For those of you who subscribe to my newsletter, a correction. There are indeed some “espoirs” i.e. “tipped for future stars” in the France Michelin 2008 at the 3 star level, namely: Chateau de la Chevre d'Or in Eze, Cordeillan-Bages in Pauillac and le Bristol in Paris. There are also five places tipped for a future possible two stars, and 13 more for a future single star (thanks MJ for pointing this out, and sorry for the slip).
In other news, it seems that the Connaught will, when it reopens in June, have an establishment run by Hélène Darroze, whose restaurant in Paris has two Michelin stars. She used to work at Louis XV in Monaco before opening her own restaurant in 1999.
I should just mention the rather odd press barrage at Michelin this week based on assorted retreads of an article from Waitrose magazine, claiming that Michelin was out of touch with modern trends and was generally obsessed with formality. Really? This is the same guide that gave Heston Blumenthal three Michelin stars back in 2004. How old-fashioned is his cooking? This is also the same guide that has just awarded three stars to a Tokyo sushi bar with ten bar stools and no toilet. For years chefs were complaining about how they had to spend a fortune on expensive glassware and crockery in order to gain a Michelin star, when these counter-examples suggest that perhaps they should just have tried just cooking better.
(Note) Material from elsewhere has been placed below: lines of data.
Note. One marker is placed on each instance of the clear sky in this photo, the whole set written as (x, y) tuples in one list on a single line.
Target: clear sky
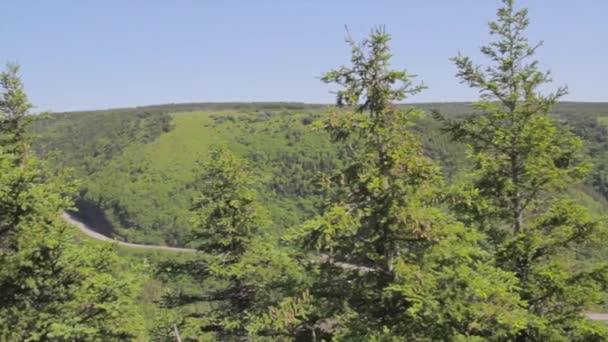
[(117, 53)]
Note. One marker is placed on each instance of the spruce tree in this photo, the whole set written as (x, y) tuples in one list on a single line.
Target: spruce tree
[(523, 162), (243, 271), (393, 265)]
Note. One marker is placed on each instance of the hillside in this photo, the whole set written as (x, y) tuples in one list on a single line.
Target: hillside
[(138, 166)]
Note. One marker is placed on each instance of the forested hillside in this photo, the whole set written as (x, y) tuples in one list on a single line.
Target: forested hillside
[(372, 219), (138, 166)]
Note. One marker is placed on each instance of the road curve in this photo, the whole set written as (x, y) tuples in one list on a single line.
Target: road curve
[(97, 236), (594, 316)]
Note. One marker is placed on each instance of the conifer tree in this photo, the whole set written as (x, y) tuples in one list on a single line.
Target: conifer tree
[(244, 271), (394, 266), (51, 289), (523, 163)]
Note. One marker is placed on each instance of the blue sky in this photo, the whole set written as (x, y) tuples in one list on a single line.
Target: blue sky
[(111, 53)]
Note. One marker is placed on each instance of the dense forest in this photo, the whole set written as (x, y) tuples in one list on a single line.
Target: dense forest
[(373, 219)]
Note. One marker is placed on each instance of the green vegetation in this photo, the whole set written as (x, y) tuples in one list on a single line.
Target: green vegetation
[(513, 192), (364, 221), (52, 288)]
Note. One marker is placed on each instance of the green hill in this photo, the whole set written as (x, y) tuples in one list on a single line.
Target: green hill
[(138, 166)]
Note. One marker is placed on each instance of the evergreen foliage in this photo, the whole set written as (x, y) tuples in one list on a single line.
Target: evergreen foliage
[(522, 162), (52, 289)]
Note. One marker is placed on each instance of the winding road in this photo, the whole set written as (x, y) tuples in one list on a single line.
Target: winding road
[(595, 316), (97, 236)]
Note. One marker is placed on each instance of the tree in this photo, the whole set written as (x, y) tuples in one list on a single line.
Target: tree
[(243, 271), (395, 266), (52, 289), (523, 160)]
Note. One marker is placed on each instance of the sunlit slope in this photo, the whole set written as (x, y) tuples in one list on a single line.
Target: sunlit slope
[(138, 167), (146, 191)]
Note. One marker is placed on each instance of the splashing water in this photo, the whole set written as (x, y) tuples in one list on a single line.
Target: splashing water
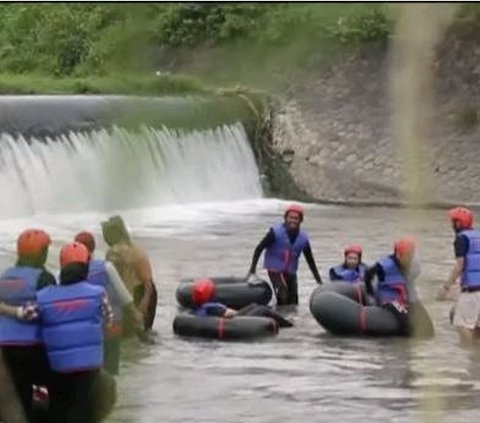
[(119, 169)]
As for formality, it has awarded the informal bistro cooking of Arbutus a star. How much more modern, simple, or informal does it get than this? Michelin has acknowledged the value of high quality ethnic cooking, with stars for restaurants such as Hakkasan, and a number of Indian restaurants in London (maybe the wrong ones, but still). I am sure we all disagree with certain of its assessments each year – is that place really still worth two stars, is this one not ready for its star? But the point is that this is the guide whose opinions matter. Chefs do not work themselves into a frenzy over their position in other guide books to anything like the same extent, and this is because they know that, while they do not always agree with it, Michelin has a reputation second to none. It takes no advertising, no fees, and has anonymous inspectors; its ratings cannot be manipulated by unscrupulous restaurateurs or PR agencies, as on-line lists surely can be (and clearly are, in some cases).
Yes there are assessments I disagree with, and the guide has flaws e.g. some country inconsistency such as the “US affirmative action program” it seems to have when awarding stars there (this phrase was coined by Josh, an American foodie friend). Yet it seems to me that no-one has come up with a better way of fairly assessing restaurants. Churchill described democracy as “the worst form of government except all the others that have been tried”. In a similar way Michelin may be the worst restaurant guide, except for all the others.